Neocartilage Formation in 1 g, Simulated, and Microgravity Environments: Implications for Tissue Engineering

Aim: The aim of this study was to analyze and compare the deposition of cartilage-specific extracellular matrix components and cellular organization in scaffold-free neocartilage produced in microgravity and simulated microgravity. Methods: Porcine chondrocytes were seeded (100 x 10(6)/mL) into cylindrical culture chambers (n = 8) and cultured in the following environments: (i) microgravity during the Flight 7S (Cervantes mission) on the International Space Station (ISS), (ii) simulated microgravity in a random positioning machine (RPM), and (iii) normal gravity (1 g, control). After 16 days, each neocartilage tissue was processed for histology, immunohistochemistry, quantitative real-time reverse transcriptase-polymerase chain reaction, and histomorphometric analysis.
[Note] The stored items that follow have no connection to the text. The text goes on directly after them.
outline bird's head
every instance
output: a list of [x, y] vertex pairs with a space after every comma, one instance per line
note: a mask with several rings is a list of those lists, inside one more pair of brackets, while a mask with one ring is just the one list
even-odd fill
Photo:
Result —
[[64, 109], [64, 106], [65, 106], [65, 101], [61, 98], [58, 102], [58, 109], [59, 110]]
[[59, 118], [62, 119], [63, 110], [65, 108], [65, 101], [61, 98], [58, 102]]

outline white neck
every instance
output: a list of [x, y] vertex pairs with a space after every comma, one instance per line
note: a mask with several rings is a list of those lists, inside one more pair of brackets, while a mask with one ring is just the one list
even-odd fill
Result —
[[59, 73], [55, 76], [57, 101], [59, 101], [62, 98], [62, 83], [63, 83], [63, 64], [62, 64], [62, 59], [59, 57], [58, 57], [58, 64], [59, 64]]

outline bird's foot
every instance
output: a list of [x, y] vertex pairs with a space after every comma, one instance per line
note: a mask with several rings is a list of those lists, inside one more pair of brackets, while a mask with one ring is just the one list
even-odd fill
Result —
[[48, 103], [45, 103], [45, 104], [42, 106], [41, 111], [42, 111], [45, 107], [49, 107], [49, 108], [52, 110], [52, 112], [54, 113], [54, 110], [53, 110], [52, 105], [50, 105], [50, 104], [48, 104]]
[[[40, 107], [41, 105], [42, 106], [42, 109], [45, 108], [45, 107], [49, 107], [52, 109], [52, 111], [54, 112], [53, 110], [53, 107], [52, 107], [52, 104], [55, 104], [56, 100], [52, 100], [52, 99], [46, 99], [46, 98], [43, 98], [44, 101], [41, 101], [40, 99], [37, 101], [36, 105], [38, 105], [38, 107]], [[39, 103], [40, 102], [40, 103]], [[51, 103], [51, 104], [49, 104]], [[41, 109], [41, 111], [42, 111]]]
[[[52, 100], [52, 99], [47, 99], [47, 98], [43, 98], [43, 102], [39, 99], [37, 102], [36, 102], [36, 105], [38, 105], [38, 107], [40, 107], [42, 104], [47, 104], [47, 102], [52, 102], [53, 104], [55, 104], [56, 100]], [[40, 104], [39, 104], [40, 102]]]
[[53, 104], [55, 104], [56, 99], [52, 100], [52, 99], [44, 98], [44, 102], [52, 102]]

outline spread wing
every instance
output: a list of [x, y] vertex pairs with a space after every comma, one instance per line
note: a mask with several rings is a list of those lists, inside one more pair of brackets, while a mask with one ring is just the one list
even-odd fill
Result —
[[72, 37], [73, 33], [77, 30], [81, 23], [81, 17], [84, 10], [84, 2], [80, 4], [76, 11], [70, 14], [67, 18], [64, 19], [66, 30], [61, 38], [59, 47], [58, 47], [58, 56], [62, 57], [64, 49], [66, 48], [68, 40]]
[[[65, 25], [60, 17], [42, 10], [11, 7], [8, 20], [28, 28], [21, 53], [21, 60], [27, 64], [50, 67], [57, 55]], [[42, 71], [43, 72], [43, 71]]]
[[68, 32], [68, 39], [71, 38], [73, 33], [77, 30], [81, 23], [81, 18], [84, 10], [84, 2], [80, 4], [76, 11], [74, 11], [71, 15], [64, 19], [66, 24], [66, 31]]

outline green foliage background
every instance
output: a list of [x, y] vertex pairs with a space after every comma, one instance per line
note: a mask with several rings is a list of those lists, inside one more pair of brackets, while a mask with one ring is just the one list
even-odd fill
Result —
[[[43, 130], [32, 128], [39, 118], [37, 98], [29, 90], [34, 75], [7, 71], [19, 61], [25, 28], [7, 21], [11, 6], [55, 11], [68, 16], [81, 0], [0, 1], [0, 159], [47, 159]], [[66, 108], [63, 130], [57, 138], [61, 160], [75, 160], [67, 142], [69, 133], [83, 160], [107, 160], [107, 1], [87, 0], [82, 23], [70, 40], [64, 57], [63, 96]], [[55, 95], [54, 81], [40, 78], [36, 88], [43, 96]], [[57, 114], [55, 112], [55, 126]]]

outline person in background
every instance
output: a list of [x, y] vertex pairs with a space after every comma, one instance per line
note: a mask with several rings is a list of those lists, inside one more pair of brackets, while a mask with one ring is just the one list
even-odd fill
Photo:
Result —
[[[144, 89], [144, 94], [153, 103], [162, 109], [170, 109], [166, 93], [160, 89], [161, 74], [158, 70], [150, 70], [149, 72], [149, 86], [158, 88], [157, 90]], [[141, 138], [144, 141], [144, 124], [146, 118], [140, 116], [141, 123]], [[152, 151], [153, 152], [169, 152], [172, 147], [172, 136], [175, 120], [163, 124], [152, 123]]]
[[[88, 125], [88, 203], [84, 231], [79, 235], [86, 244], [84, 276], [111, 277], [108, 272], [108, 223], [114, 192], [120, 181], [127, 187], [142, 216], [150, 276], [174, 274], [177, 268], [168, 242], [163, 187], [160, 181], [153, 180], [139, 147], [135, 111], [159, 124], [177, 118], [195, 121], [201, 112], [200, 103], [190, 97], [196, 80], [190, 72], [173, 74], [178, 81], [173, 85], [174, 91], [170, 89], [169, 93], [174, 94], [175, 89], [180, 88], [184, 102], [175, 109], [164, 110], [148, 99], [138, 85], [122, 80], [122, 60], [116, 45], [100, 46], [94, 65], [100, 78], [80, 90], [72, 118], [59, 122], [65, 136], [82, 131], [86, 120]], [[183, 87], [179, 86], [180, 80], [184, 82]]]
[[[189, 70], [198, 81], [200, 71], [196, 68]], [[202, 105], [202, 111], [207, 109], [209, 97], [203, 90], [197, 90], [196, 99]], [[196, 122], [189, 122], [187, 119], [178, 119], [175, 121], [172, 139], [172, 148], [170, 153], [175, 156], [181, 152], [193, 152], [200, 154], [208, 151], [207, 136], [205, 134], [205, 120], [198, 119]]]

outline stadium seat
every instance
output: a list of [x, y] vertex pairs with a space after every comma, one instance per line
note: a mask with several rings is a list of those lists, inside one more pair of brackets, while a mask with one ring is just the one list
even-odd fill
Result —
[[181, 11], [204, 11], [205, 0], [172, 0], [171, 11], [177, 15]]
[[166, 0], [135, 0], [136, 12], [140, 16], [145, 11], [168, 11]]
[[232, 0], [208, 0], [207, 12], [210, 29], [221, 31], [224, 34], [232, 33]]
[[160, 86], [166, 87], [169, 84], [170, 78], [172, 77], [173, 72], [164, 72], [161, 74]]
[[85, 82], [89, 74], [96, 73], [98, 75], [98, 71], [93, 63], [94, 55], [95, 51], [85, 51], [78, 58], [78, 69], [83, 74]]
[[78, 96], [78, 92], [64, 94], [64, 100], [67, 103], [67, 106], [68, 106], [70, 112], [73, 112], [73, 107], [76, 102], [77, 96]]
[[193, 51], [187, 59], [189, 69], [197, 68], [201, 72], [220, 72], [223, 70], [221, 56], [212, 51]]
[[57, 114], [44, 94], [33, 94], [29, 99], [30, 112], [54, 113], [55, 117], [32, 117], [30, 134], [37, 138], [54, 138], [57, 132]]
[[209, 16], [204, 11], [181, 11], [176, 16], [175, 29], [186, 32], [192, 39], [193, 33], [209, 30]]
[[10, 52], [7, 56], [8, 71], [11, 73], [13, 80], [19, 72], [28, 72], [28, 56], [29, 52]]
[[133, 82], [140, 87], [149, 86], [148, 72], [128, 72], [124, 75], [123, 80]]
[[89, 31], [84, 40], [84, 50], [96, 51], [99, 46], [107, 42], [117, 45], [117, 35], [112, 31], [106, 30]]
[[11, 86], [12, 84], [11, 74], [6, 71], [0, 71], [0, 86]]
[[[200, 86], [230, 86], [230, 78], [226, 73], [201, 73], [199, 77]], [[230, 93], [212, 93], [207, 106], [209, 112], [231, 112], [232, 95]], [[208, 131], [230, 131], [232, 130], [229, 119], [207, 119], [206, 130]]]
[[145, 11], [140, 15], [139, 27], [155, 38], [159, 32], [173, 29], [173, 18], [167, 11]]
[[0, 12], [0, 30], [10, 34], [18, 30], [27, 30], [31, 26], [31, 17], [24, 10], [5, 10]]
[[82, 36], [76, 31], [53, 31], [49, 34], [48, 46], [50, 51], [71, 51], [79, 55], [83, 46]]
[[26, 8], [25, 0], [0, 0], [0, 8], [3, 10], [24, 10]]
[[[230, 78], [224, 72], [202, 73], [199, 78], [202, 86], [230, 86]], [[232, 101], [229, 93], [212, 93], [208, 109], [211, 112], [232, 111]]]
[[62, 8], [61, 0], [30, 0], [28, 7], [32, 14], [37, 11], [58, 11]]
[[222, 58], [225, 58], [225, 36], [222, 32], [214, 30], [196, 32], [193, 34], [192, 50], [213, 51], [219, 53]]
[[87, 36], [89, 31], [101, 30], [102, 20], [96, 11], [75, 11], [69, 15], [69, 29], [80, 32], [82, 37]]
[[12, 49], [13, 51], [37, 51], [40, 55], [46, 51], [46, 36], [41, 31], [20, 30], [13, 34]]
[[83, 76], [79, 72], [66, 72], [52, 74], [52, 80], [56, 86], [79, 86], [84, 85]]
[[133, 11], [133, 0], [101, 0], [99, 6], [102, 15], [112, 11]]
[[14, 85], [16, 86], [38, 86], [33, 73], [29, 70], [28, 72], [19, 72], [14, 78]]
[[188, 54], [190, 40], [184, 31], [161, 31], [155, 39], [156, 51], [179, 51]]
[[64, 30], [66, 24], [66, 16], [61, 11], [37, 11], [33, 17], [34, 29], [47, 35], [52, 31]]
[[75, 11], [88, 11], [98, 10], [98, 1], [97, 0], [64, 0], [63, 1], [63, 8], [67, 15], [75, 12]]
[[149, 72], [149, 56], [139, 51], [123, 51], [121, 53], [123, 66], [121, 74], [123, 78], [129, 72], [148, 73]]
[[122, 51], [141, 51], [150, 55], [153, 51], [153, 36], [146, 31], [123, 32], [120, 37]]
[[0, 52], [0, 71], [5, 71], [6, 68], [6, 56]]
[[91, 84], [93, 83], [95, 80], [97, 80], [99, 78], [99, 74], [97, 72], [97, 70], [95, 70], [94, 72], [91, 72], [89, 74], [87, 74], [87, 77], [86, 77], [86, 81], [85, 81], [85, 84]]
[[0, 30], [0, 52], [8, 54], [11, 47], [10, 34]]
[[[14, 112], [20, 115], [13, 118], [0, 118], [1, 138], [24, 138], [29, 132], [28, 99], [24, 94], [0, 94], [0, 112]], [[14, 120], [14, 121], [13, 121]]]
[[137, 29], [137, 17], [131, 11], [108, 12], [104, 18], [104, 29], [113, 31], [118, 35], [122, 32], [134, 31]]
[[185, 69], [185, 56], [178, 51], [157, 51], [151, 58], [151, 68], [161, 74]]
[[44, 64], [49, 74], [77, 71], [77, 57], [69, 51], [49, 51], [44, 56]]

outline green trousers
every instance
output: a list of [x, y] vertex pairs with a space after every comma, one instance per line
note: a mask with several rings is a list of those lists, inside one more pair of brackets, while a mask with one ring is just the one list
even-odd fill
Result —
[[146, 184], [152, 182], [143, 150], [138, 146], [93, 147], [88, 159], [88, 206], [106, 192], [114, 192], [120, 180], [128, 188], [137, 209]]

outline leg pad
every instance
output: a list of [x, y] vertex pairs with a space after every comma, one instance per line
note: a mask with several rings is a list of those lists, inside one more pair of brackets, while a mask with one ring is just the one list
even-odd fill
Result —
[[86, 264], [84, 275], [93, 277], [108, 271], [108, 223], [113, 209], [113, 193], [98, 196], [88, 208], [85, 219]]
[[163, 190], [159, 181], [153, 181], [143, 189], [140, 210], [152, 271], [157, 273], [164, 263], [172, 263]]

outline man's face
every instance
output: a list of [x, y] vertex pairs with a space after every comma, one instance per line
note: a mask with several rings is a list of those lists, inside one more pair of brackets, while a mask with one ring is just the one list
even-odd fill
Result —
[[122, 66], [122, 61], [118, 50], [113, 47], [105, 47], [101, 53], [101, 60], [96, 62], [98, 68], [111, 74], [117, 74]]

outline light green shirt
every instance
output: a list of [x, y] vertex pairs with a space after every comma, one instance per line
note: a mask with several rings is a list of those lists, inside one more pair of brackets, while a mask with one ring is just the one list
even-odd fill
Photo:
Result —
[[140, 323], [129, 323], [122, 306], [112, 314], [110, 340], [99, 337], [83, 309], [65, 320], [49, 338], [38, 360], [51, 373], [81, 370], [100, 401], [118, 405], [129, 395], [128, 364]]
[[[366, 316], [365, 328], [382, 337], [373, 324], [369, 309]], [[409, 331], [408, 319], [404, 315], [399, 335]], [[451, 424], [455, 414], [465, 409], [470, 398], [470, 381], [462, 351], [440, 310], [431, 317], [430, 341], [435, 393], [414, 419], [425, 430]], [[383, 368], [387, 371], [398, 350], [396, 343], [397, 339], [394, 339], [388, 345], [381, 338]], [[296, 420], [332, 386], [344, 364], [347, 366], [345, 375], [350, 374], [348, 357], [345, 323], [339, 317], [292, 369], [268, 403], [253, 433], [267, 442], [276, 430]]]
Results: Weaker extracellular matrix staining of ISS neocartilage tissue was noted compared with both Earth-cultivated tissues. Higher collagen II/I expression ratios were observed in ISS samples compared with control tissue. Conversely, higher aggrecan/versican gene expression profiles were seen in control 1 g samples compared with microgravity samples. Cell density produced in microgravity was significantly reduced compared with the normal gravity neocartilage tissues. Conclusion: Tissue cultivated on the RPM showed intermediate characteristics compared with ISS and 1 g conditions. These data indicate that the RPM system does not sustain microgravity. Although microgravity impacts the development of in vitro generated cartilage, simulated microgravity using the RPM may be a useful tool to produce cartilaginous tissue grafts with fewer cells.